The vandals/burglars also pushed over porta-potties, but left behind some things, like a public address system.

However, almost everything else - including a meat slicer, microwave oven, coffee and canned goods - was taken.

"It is a big deal. It's a very big deal," Vincent told Seattle 's KOMO News. "Because that's the stuff we need to keep our tournament running and bring the people to Darrington."

The Snohomish County Sheriff's Office is investigating the break-in and theft. Currently there are no suspects or leads.

A website (http://gogetfunding.com/project/darrington-archery-association) has been set up for donations so the club can hopefully recoup some of its losses.

An artistic metal sculpture in Darrington called "A Family of Archers," depicts a male, female and youthful archer, bows drawn and aimed high.

And now, Candy Vincent and the Darrington Archers hope the people of Darrington and their national archery family will step forward to help them through this difficult situation.

Let's try to help them out how you can...!!!


----------



## Brown Hornet (Aug 8, 2002)

That is just pathetic. 


Sent from my iPhone using Tapatalk


----------



## draw29 (Dec 11, 2004)

Hope they get them . Seems this is happening to much everywhere. To many people hooked on drugs and looking for easy money.


----------



## Brown Hornet (Aug 8, 2002)

It is happening everywhere....and has been FOREVER...it isn't always because of "drugs" more times then not it has nothing to do with drugs. 

Not that this instance isn't related to some druggies or something. 


Sent from my iPhone using Tapatalk


----------



## CarlV (Mar 12, 2008)

I've used the link to donate some $$$. Not a lot, but I'm sure every little bit helps.

Have you?


----------



## psargeant (Aug 1, 2004)

CarlV said:


> I've used the link to donate some $$$. Not a lot, but I'm sure every little bit helps.
> 
> Have you?


I have...

Let's all help these good folks out how we can!!!!! I know archers are always willing to help each other out. That's why I started the thread. Let's help these good folks who put this shoot on every 3 years make it happen again this year!!! Use the link in the article in the first post to donate.

Just in case you can't find it:
http://gogetfunding.com/project/darrington-archery-association


----------



## CarlV (Mar 12, 2008)

Note from Darrington Archers concerning what they need the money for.

They are up to $609.
They need $3000
14 contributors
THat's actually pretty sad.

This is a statement about what the contrubutions for: 


BycandyvincentOnMar 13Comments0Views7.
.

All donations will be used to replace supplies for the NFAA National Archery Shoot July 24th to July 28th.

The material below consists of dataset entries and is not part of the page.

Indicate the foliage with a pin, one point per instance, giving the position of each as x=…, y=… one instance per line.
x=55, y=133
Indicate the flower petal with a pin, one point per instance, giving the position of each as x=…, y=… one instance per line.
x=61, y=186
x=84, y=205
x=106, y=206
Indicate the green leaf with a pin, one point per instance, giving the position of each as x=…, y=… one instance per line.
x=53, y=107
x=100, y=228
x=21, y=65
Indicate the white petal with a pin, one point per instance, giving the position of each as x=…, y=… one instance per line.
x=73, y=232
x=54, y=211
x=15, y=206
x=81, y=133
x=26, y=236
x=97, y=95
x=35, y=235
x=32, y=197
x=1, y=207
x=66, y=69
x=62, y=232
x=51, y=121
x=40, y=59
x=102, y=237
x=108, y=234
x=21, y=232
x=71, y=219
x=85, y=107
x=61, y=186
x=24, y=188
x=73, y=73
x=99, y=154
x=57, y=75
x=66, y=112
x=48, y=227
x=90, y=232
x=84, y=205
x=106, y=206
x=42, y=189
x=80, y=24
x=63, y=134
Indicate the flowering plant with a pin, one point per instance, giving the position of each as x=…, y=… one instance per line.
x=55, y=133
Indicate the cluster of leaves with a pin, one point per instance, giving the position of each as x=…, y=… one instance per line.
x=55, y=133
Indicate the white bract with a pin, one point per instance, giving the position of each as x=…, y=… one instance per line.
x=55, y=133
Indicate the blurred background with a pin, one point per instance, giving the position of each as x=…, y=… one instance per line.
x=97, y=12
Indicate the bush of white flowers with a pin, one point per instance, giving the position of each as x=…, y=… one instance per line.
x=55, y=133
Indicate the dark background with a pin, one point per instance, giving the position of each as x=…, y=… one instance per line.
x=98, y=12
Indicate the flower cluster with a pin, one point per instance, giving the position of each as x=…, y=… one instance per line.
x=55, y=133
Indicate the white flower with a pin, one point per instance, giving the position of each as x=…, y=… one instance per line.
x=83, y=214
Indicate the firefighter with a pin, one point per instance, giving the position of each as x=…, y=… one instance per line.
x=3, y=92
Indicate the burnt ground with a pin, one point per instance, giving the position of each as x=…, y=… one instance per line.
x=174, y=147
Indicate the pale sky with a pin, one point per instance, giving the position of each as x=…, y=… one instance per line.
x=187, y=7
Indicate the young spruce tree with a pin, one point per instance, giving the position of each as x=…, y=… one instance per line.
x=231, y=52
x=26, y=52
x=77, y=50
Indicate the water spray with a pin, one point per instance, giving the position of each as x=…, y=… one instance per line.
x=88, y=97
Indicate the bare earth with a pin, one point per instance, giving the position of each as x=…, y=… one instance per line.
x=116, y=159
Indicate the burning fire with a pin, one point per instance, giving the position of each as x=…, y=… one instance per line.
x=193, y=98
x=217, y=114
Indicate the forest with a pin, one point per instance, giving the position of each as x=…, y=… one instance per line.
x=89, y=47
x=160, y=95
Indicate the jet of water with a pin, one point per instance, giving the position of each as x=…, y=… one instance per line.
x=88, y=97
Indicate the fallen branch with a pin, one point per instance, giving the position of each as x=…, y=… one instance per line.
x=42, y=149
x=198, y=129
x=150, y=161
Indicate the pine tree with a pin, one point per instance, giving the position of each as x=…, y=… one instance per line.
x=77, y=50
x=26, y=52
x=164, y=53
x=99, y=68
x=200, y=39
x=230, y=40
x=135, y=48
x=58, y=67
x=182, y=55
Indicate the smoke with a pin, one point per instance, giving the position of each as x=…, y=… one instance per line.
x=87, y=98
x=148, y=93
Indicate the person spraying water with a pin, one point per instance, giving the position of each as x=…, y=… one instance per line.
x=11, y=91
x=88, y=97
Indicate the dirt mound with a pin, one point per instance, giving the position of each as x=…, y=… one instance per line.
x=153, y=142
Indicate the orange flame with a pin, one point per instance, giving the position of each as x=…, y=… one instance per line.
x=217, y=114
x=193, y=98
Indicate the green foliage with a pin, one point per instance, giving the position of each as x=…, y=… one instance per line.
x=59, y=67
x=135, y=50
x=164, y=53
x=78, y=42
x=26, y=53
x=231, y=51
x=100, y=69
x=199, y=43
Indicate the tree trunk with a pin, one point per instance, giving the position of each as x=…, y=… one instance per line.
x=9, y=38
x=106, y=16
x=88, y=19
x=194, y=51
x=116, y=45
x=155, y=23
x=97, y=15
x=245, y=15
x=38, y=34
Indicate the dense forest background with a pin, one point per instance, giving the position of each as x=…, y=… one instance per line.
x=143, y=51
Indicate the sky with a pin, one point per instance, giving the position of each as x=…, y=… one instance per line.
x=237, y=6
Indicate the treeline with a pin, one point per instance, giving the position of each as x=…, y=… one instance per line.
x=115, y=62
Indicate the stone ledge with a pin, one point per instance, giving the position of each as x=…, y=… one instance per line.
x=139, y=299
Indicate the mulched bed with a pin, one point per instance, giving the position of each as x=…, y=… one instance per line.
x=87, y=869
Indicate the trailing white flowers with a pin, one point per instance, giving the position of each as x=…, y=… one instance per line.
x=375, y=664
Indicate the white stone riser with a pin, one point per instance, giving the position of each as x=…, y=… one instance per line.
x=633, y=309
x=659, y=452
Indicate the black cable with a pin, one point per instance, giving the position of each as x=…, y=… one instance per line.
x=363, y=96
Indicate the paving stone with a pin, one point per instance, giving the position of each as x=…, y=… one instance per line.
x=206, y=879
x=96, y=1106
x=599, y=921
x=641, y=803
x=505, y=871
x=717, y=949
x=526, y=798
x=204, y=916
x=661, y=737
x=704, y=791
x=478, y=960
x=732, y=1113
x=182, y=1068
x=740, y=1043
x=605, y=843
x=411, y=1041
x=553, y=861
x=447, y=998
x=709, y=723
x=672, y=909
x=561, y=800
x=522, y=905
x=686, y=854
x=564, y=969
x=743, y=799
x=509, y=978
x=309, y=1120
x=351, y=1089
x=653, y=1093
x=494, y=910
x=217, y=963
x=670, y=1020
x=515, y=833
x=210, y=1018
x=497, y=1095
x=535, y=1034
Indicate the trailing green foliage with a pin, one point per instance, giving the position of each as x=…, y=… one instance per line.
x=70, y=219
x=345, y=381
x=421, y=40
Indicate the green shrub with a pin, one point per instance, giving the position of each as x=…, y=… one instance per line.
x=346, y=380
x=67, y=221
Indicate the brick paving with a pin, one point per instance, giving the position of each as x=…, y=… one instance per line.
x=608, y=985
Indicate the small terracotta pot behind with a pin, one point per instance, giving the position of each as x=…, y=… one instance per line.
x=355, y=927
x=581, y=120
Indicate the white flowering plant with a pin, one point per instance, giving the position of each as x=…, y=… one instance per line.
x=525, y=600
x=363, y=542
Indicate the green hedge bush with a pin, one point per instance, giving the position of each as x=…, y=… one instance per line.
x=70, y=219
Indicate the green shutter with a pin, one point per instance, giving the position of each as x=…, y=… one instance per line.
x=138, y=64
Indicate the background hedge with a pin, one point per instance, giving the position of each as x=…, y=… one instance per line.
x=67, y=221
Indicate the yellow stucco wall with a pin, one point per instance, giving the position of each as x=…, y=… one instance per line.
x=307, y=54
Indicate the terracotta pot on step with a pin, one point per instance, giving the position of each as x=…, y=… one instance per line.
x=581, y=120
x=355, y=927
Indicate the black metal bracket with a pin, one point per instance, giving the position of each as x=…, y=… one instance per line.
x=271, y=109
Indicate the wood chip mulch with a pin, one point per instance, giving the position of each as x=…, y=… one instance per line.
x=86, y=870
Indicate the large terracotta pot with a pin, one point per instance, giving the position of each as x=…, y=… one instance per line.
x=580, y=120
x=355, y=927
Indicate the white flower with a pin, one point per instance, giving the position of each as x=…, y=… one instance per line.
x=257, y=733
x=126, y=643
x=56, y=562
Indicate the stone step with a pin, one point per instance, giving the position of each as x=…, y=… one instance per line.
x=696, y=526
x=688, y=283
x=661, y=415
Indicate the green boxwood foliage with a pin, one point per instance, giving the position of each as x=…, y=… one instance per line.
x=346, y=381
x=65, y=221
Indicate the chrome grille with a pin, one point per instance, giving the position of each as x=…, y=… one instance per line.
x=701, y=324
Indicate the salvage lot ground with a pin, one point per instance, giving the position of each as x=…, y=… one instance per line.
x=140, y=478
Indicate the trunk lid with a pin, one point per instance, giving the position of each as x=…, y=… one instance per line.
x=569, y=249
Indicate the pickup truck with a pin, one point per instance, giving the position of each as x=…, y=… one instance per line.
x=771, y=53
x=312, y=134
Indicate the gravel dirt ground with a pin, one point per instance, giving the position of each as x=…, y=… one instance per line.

Without the donations the Darrington Archery Club will not be able to sponsor this event. Every donation will help.


----------



## archeryisme (May 22, 2006)

Hope they had some sort of insurance.


----------



## CarlV (Mar 12, 2008)

archeryisme said:


> Hope they had some sort of insurance.


If you were throwing a big party would you insure your cans of gravy, frozen dough, and orange juice? I'd bet that insurance won't play any part in having a tournement this year.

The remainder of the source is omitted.